Mozart Piano Concerto K. 466; Rachmaninov Piano Concerto no. 2

These two recordings were made during Yannick Nezet-Seguin's tenure as the LPO's Principal Guest Conductor, before Aldo Ciccolini's death in 2015. The Rachmaninov is from 2009, while the Mozart dates from 2011. These are fascinating performances, with one master at the end of a glittering career and the other at the beginning of his. The Rachmaninov is bright and brash and lush, but also tender and lyrical. I don't think a Romantic concerto could be more beautifully played by an orchestra than what we hear from the LPO musicians. They have the measure of this music, and the producers and engineers have come through with marvellous sound from the live recording in Royal Festival Hall. Romantic Rachmaninov is almost a redundant phrase, but Romantic Mozart approaches the oxymoronic in these Historically Informed Performance days. From its portentiously measured beginning to Ciccolini's incautious rubato to Nezet-Seguin's great swells from the strings, this is Mozart according to the Old Rites of the early days of recording.

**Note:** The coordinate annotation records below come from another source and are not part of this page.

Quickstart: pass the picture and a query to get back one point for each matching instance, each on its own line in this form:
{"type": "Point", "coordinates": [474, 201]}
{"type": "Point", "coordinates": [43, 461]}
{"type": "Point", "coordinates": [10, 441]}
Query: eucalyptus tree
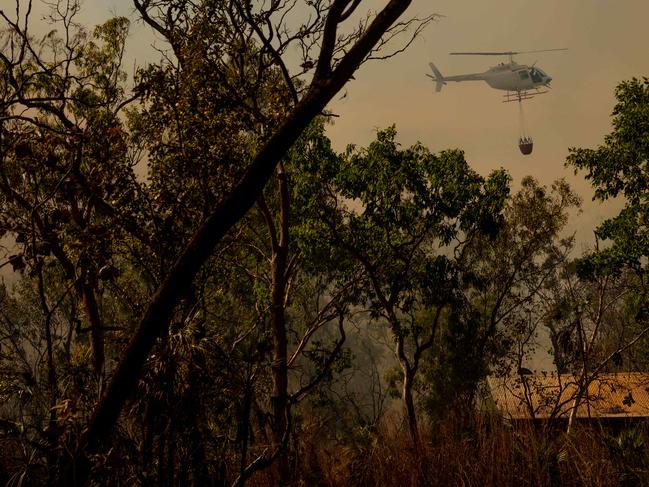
{"type": "Point", "coordinates": [405, 217]}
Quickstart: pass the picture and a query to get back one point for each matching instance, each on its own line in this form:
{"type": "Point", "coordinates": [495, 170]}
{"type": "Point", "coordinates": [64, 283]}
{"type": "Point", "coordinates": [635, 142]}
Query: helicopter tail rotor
{"type": "Point", "coordinates": [438, 78]}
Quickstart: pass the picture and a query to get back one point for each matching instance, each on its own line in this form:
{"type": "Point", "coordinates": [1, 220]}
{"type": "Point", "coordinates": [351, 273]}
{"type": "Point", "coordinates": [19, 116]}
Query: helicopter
{"type": "Point", "coordinates": [520, 81]}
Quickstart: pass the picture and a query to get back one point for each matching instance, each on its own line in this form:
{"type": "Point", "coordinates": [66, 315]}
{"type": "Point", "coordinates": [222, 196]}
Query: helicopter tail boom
{"type": "Point", "coordinates": [440, 80]}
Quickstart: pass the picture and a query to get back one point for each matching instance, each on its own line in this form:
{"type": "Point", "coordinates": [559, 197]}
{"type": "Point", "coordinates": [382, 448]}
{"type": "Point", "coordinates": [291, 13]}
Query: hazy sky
{"type": "Point", "coordinates": [607, 40]}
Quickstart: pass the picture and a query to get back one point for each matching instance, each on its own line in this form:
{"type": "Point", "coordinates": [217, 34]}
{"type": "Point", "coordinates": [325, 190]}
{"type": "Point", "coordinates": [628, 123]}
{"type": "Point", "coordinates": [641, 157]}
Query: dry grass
{"type": "Point", "coordinates": [486, 452]}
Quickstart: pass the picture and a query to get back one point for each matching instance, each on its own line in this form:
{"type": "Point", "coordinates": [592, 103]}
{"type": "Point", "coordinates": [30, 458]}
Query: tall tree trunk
{"type": "Point", "coordinates": [406, 391]}
{"type": "Point", "coordinates": [96, 331]}
{"type": "Point", "coordinates": [156, 318]}
{"type": "Point", "coordinates": [280, 338]}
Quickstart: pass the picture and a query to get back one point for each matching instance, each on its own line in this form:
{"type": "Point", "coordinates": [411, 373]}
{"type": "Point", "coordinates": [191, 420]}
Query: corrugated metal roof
{"type": "Point", "coordinates": [550, 395]}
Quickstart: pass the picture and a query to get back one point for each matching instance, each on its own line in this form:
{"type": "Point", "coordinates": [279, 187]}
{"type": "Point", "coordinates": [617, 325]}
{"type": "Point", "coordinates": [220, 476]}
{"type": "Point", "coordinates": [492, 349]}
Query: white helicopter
{"type": "Point", "coordinates": [519, 80]}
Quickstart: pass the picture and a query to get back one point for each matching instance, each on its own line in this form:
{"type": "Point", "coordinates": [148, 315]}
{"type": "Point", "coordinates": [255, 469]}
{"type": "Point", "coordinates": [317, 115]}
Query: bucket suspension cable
{"type": "Point", "coordinates": [525, 142]}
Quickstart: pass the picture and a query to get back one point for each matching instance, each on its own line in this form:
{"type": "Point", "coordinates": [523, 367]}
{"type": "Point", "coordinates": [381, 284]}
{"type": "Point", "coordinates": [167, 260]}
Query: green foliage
{"type": "Point", "coordinates": [619, 168]}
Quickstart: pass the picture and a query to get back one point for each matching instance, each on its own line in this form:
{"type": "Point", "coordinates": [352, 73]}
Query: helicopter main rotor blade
{"type": "Point", "coordinates": [503, 53]}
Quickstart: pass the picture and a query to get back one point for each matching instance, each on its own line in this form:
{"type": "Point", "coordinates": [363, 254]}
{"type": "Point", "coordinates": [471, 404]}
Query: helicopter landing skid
{"type": "Point", "coordinates": [522, 95]}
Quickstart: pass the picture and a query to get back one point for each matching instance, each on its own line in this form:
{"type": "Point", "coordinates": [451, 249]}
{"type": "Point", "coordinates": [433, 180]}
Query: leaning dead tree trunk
{"type": "Point", "coordinates": [328, 79]}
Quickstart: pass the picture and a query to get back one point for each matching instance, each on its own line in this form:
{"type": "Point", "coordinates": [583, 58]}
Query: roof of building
{"type": "Point", "coordinates": [550, 395]}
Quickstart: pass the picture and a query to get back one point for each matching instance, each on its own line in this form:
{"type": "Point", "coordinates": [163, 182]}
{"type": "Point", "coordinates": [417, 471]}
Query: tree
{"type": "Point", "coordinates": [404, 216]}
{"type": "Point", "coordinates": [335, 56]}
{"type": "Point", "coordinates": [505, 279]}
{"type": "Point", "coordinates": [618, 167]}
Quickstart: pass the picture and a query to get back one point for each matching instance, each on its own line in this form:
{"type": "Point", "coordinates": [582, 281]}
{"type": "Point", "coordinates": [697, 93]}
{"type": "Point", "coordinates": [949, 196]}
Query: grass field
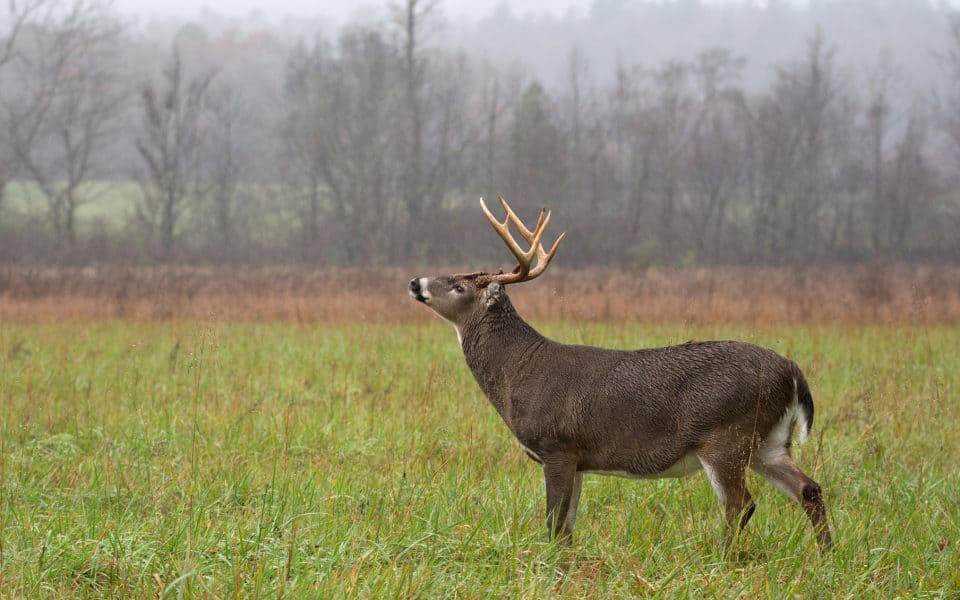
{"type": "Point", "coordinates": [192, 459]}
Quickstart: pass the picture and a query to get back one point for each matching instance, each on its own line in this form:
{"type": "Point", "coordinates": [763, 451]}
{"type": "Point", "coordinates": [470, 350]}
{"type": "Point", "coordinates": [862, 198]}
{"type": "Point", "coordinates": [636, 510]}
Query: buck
{"type": "Point", "coordinates": [721, 406]}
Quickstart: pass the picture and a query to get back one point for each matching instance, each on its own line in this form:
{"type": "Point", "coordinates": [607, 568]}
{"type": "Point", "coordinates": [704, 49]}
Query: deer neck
{"type": "Point", "coordinates": [497, 344]}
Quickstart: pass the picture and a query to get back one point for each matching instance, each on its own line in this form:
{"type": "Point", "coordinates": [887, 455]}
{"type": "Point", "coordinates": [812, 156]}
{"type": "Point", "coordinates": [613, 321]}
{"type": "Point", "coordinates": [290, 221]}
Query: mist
{"type": "Point", "coordinates": [675, 133]}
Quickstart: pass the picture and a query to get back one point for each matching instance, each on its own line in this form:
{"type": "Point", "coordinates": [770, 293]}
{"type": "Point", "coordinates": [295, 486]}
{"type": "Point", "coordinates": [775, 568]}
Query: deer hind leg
{"type": "Point", "coordinates": [571, 519]}
{"type": "Point", "coordinates": [727, 476]}
{"type": "Point", "coordinates": [562, 481]}
{"type": "Point", "coordinates": [777, 467]}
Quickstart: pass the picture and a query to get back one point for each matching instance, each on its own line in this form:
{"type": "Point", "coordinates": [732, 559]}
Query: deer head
{"type": "Point", "coordinates": [461, 297]}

To be sure, the D minor concerto of 1785 points the way to Don Giovanni and the Requiem, and also to Beethoven, whose favourite Mozart concerto it was. My measured response? This Mozart is old fashioned and anachronistic, but within its own sound world, gorgeously played. It's inappropriately beautiful.

This disc will be released on March 2, 2018.

Sunday, February 4, 2018

An appealing mix of Finnish & Baltic music


Dedicated To: works by Aho, Narbutaite, Rautavaara, Salmenhaara, Vasks

From Erkki Slamenhaara's Elegia II for two String Quartets, dedicated to Juha Kangas in 1963, to Peteris Vasks’ Musica serena, written for Kangas's Ostrobothnian Chamber Orchestra in 2015, this appealing mix of music shows the skills of the ensemble in its present form as well as the creativity of these Finnish, Latvian and Lithuanian composers. The Lithuanian Onutė Narbutaitė is new to me; her outstanding piece Was There a Butterfly? was written in 2013. This work, full of shifting textures and colours, is expressive, abstract and mysterious. All of the music on the disc rewards close listening, but don't worry about just letting it wash over you. I'm the last person to tell you you're listening to music wrong!

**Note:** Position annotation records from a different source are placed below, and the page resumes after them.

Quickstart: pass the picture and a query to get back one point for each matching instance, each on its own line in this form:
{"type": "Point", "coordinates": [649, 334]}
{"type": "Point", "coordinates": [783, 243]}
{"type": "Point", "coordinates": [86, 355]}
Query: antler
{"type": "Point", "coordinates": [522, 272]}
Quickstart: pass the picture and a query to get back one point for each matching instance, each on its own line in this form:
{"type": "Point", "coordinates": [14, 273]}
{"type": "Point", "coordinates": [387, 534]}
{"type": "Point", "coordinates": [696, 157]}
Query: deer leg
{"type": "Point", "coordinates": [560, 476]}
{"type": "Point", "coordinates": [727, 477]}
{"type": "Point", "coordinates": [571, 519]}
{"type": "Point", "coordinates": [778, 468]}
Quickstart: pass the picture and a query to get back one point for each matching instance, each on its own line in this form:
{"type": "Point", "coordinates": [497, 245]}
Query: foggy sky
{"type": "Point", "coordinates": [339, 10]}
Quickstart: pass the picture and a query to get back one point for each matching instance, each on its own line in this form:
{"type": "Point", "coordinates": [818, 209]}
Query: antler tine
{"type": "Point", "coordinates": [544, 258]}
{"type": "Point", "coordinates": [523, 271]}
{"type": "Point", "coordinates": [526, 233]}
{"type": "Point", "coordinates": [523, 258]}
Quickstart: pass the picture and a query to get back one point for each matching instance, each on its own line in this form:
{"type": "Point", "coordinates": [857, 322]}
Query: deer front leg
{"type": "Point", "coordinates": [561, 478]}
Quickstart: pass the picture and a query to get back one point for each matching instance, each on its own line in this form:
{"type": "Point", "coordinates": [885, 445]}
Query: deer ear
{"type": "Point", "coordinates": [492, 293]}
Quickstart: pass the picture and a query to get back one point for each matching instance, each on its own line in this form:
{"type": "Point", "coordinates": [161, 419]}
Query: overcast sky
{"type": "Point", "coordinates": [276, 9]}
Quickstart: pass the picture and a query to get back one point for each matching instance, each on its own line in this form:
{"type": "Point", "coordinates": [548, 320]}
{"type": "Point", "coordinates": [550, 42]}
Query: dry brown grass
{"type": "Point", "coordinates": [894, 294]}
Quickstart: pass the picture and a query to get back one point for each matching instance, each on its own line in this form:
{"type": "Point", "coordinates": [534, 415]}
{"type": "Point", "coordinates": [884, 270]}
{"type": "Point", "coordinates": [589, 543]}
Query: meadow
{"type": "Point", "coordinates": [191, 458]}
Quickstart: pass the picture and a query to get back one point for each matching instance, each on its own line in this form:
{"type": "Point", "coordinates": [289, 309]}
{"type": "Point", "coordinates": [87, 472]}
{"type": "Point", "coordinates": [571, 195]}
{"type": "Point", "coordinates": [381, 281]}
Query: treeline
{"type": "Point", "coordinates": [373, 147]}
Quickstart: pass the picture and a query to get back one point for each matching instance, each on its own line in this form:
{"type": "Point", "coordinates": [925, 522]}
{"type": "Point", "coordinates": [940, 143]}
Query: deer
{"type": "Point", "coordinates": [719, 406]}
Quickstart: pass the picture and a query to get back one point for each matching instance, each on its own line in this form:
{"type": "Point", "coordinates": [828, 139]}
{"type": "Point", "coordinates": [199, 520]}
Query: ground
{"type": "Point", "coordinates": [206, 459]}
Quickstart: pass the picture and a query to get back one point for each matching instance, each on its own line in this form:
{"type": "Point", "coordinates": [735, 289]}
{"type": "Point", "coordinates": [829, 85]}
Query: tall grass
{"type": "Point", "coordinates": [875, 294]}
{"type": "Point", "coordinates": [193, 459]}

This disc will be released on March 16, 2018.

Saturday, February 3, 2018

Marvellous Perle, beautifully played


George Perle: Dance Fantasy, 6 Bagatelles, Cello Concerto, Sinfonietta no. 1, A Short Symphony

The musical wars of the 20th century are beginning to seem to me nearly as insignificant as those of the 19th. Today I listen to a work by Berg or Stravinsky and worry as little about theoretical constructs as I do with Wagner or Berlioz. The music itself hasn't changed, of course, but with the newness rubbed off and the passions of the music wars on the ebb I hear good music or not, congenial to my taste or not. George Perle was interested as much in music theory and history as he was in composition, but I can happily forget that he was one of the key figures in presenting 12-tone music in America, and just listen to this marvellous music, beautifully played by the Seattle Symphony and Ludovic Morlot.

It's surprising how small the George Perle discography is; we need many more discs like this. Bridge has done some great work lately in presenting an important American composer, with their 2006 two-disc set George Perle: A Retrospective a landmark. This new disc is volume 4 in Bridge's series; it's especially nice to have so many orchestral works, since most of the recent Perle recordings are of chamber music (as good as that music is). Ludovic Morlot and the Seattle Symphony are the best possible advocates for this music, playing with passion, verve and control. Cellist Jay Campbell is superb in the Cello Concerto; it's not a really long piece, but it's by no means slight. Perle has concentrated a powerful mix of music into this piece, which deserves a place in the repertoire.

This disc will be released on February 16, 2018.